As new koans are born, the older ones begin to burn even fiercely. Of the various koans I have encountered, perhaps none was more unsettling than my first meeting with Hisamatsu's fundamental koan, which was expressed like this: If everything you have worked and striven for ultimately fails, then what will you do? I can still remember the time and place of the encounter very well. It did not occur in the traditional auspices of sanzen, the formal meeting with a Zen master, but in a conference room at the University of Michigan in a special lecture given by Gishin Tokiwa during his term as visiting professor.

My initial reaction was one of instantaneous shock. I could not believe what I had heard. For a moment, I had the impulse to stand up like a trial lawyer, pound the table and yell "objection!".

When I think back in time, I attribute my shock to misconceptions I held about Zen. First, I thought koans were catalysts for meditation training; mystical questions meant to push us deeper and further in our practice. I envisioned them as paradoxical questions with no logical solution, the only solution being the eventual disintegration of the koan inside the mind.

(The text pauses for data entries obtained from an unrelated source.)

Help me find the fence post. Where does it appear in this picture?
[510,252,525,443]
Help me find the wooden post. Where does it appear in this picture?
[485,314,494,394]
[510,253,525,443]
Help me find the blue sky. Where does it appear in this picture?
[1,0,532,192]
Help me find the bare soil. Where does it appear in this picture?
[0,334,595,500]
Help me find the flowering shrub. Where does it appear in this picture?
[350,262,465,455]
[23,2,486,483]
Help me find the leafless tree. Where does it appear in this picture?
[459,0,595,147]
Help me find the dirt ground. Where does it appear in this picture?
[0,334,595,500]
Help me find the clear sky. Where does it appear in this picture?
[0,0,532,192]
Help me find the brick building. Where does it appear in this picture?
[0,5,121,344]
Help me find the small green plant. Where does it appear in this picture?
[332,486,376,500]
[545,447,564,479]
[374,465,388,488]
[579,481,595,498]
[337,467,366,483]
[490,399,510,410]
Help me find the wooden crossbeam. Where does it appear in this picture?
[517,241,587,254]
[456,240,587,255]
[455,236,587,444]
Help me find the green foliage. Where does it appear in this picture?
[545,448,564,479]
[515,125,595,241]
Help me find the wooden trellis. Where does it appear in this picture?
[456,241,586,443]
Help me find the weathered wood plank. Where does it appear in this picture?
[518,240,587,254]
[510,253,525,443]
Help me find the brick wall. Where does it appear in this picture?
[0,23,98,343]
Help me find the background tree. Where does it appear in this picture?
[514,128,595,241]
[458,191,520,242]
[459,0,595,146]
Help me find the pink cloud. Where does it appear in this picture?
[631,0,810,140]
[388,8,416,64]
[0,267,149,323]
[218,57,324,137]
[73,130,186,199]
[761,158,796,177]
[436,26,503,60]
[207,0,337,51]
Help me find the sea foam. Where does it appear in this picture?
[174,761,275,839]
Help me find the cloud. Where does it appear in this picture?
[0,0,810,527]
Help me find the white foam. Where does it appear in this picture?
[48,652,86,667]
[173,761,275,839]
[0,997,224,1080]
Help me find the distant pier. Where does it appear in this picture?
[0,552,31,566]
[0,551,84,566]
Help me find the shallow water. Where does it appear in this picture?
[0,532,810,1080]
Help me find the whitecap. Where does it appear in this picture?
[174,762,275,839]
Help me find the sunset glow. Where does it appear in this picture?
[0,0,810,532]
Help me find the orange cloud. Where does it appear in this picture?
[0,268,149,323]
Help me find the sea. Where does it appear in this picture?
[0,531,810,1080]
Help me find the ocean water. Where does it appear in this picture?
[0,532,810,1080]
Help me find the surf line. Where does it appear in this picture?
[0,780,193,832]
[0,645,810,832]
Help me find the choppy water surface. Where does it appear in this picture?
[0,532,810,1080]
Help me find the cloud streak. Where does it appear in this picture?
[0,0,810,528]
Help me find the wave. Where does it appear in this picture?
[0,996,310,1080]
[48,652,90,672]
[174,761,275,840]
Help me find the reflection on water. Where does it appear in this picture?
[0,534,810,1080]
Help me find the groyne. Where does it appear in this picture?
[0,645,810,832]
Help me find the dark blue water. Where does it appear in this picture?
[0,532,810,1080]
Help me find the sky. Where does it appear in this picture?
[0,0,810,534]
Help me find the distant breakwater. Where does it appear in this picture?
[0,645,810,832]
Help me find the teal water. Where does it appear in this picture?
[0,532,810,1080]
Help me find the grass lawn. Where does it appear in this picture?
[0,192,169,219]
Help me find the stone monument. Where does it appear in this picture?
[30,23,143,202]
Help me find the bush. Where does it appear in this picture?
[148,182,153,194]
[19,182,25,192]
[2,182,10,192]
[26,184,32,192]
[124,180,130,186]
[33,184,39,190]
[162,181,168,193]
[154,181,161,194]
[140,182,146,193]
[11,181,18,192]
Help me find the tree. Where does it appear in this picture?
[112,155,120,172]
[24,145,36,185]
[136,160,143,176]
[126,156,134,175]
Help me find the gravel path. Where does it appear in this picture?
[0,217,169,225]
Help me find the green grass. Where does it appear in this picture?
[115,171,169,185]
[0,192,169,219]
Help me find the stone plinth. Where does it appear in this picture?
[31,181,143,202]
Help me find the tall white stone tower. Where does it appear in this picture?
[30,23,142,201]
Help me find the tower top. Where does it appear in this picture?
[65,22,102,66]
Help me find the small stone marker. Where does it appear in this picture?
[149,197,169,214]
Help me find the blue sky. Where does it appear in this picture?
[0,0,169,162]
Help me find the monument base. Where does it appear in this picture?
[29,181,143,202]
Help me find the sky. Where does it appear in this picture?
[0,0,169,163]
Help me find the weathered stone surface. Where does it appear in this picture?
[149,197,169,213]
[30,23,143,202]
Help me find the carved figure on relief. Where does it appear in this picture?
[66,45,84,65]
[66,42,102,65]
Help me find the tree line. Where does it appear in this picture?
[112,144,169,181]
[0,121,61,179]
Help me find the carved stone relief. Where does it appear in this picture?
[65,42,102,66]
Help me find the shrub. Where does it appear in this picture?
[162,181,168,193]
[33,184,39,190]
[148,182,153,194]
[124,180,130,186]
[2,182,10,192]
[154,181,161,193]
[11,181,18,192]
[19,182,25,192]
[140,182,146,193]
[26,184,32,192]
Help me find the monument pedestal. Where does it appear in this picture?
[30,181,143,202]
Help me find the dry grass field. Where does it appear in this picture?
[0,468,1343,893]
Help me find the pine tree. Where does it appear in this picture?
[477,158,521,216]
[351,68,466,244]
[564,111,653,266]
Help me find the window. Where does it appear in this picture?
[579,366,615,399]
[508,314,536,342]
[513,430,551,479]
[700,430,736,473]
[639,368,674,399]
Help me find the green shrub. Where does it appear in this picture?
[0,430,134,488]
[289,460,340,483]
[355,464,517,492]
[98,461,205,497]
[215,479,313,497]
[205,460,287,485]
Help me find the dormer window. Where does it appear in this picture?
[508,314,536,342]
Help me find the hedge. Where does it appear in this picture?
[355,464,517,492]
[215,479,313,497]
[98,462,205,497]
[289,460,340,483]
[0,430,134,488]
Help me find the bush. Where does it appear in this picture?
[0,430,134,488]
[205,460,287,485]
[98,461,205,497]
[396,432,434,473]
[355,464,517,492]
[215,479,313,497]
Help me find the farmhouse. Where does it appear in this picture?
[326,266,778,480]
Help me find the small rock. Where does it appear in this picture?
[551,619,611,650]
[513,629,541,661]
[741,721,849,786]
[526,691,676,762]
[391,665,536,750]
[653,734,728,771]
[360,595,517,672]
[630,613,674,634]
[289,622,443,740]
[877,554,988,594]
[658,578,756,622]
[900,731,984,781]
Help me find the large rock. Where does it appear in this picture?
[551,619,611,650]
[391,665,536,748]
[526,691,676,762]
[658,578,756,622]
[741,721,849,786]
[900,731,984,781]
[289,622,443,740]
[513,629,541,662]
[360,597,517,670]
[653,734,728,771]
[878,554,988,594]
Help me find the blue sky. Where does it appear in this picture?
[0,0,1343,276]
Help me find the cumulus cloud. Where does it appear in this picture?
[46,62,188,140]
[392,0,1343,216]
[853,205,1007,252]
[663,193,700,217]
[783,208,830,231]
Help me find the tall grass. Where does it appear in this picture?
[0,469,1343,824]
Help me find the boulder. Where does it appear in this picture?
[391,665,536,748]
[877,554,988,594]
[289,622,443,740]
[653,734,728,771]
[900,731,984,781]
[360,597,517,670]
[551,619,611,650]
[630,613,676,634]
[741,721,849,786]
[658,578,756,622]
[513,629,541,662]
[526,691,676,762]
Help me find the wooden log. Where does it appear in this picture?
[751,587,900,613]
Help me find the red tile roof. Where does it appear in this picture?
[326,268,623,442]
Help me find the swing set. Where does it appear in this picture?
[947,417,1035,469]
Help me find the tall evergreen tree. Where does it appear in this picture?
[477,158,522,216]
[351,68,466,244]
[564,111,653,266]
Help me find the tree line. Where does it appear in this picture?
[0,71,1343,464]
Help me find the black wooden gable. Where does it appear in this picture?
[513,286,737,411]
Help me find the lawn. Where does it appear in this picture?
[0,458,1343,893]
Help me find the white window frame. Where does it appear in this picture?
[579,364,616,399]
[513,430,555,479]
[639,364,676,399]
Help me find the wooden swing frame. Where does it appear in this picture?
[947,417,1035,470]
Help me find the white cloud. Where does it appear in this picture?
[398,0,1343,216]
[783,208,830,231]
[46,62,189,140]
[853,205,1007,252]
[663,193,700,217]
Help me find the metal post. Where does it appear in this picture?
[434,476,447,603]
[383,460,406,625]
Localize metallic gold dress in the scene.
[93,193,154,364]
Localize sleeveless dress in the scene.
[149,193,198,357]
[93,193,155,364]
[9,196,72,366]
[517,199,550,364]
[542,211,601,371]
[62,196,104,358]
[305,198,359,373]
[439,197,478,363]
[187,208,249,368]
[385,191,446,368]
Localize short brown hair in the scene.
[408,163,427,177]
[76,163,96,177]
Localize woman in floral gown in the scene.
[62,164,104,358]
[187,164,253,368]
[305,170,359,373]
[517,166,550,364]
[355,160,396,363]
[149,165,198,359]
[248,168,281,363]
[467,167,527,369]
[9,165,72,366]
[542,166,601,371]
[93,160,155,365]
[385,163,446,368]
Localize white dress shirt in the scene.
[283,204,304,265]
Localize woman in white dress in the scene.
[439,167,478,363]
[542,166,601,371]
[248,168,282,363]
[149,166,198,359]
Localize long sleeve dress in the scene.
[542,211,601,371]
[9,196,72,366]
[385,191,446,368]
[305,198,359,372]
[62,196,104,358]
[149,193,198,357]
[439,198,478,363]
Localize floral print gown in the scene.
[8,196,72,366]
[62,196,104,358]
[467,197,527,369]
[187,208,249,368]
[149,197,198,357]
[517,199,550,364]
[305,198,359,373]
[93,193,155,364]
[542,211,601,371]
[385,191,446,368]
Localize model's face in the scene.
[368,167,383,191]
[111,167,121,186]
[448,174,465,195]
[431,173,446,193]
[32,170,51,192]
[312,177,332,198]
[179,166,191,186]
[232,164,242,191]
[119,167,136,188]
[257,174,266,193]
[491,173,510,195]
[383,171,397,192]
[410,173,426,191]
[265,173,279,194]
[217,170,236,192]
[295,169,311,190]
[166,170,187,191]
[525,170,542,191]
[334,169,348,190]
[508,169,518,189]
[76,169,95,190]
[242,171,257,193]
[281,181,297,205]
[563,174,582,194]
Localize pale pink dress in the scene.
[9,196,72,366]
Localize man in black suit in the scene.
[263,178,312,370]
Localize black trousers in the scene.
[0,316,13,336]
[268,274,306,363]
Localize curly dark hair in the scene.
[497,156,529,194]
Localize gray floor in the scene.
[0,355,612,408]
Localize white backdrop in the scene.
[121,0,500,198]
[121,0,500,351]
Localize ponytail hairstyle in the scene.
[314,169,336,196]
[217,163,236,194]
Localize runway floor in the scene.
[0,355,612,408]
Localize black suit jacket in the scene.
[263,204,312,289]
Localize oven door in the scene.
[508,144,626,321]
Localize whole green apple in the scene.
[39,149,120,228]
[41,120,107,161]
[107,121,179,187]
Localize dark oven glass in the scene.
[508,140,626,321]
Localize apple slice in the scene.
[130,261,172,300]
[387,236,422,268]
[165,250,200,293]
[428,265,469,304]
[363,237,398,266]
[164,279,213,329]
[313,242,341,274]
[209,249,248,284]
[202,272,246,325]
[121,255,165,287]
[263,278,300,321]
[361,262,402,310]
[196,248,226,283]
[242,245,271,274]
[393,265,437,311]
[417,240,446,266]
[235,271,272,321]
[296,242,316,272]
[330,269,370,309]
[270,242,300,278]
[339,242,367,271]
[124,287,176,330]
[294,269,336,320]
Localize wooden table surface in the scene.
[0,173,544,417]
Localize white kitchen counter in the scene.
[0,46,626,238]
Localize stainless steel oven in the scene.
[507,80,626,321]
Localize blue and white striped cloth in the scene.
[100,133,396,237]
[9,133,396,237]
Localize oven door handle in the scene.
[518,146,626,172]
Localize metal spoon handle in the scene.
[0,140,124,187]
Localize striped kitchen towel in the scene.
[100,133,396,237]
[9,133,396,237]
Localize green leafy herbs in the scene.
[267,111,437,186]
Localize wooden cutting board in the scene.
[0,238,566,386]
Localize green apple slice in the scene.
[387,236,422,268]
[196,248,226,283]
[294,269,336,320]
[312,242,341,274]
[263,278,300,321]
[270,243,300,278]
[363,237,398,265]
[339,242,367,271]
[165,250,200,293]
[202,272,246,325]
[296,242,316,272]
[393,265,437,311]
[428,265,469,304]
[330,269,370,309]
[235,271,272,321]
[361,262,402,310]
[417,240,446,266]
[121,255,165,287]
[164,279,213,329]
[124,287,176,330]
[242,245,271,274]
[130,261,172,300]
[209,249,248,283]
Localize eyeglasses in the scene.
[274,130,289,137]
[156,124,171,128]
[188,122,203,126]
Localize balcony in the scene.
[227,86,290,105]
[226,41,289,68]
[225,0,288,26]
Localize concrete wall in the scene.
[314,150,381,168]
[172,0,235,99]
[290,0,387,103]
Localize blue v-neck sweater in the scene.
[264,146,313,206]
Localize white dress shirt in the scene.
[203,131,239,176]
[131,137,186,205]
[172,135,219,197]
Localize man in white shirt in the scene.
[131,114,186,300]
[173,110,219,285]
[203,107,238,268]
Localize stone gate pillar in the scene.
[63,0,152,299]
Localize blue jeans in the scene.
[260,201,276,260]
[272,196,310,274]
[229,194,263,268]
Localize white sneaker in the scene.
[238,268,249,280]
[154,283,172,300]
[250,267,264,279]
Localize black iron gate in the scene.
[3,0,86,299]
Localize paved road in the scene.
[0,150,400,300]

A second misconception I held was the notion that Zen was ultimately an optimistic philosophy. Perhaps I had juxtaposed an American Judaic-Christian framework, one in which good always conquers evil, justice is always served, and the righteous always goes to heaven, onto a religion/philosophy where it does not fit.

Hisamatsu's koan transformed my understanding of Zen. First, his koan was not paradoxical but sharp and straightforward. Secondly, it indicated a stage in the human condition without a happy or optimistic ending; desperation and misery seemed to me to be the final scenes.

I have come to realize that Buddhism is not a religion of optimism -- one in which everybody lives happily ever after -- and that koans are not necessarily paradoxical catalysts meant to spur the hours spent in meditation. When we sit in zazen, we sometimes sit with the goal of attaining kensho-insight. To this degree, some of us are optimistic in the purpose of our sitting. But even this idea would draw the ire of many Zen masters, past and present.

Let us return to Hisamatsu's koan. As I mentioned above, my first reaction was one of shock. Perhaps, the koan ignited some psychological angst which I had never consciously considered. To ponder a world in which everything that one has labored and striven for suddenly turning to dust was more than I could imagine. It is probably no exaggeration to say that most people bury this angst outside their conscious world in an attempt to deny the impermanence of all things.

As I sit here on the outskirts of Kobe, I need not push any button to instantaneously replay the many images of destroyed lives, obliterated homes, or the cadavers of children. These have been eternally ingrained in my mind. Also ingrained is the reality of the impermanence of life, the possibility that everything and everybody we have worked and slaved for could indeed perish in an instant.

The great Hanshin earthquake was an experience beyond words. Surviving the quake was a great gift that has brought many spiritual rewards. Impermanence is more than philosophical meandering, it is an undeniable and unmitigable truth. I firmly believe that the degree to which we embrace Hisamatsu's koan, with all its terrifying ramifications, will lead us to greater spiritual fulfillment and to the heart of the human condition.